Tax Authorities Contentions
Same or similar type of services are not different. It was an inclusive definition of services and mandates that services whether similar or not, including consultancy services of the same project are to be treated as connected projects for checking of total duration of activity. But in OECD commentary on this explanation, that the explanation is limited to 2 different projects and distinct service project wise. It does not deal with the position where it is a case of a single project with a bouquet of interconnected services.
Various SOFs were interlaced and that one could not start SOF of marketing till the SOF of sourcing was complete, and that one SOF was the feeder for the other.
Furthermore, Taxpayer wants to apply mark-up of 3.5% on cost (or 3.38%) on sale, instead of AO’s action which is estimating expenses at 40% of the revenue. However, where cost detail and documentary evidence are not available, AO’s action was appropriate.
Key Considerations
1) The tax tribunal observed that launch of UNINOR services happened after Telenor Group finalized the transaction with Unitech group and made the first investment into UNINOR. On perusal of UNINOR’s managing director’s statement at launch of UNINOR, TAX TRIBUNAL remarked that it augmented the fact that only two entities were involved, UNINOR and the Taxpayer.
2) Tax Tribunal further observed that bills were raised on quarterly basis, and consolidated invoices were raised irrespective of the SOFs under which the services were rendered. Tax Tribunal remarked that the common billing by the recipient and the common payments give rise to a conclusion that it was one single contract.
3) In SOFs, it was continuously mentioned therein that contracts are performed in accordance with the service agreement between UNINOR and Taxpayer, where Taxpayer was referred to as Contractor and UNINOR as recipient for all the services.
4) Tax Tribunal remarked that activities of the taxpayer with regard to the recipients of services can be said to be inter-connected, interlaced and sequential technical services. Further, it could not be said that they were unrelated to each other as none of the activity could stand in isolation to each other and no single activity could give rise to performance and achieving the purpose of the recipient.

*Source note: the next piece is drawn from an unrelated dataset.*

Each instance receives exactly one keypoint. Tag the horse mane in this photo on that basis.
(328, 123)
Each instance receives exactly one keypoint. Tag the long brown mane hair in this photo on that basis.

5) Tax Tribunal observed that in the instant case, the implementation of one SOF leads to another, and it can be observed that they are well integrated, the outcome of one SOF becomes the inputs for the other. 6) Based on the unified agreement, consolidated billing pattern and the inter-relation amongst the activities, Tax Tribunal held that the existence of the PE of Taxpayer was undeniable.
Our View:
The project here consists of bundle of inter-connected and interrelated services with the underlying theme of completion of projects. In the instant case, the implementation of one SOF leads to the other and it can be observed that they are well integrated, the outcome of one SOF become the inputs for the other SOF. Thus, based on the unified agreement, consolidated billing pattern, the activities being interrelated, it may be very well said that PE exposure in India is quite certain in such scenarios.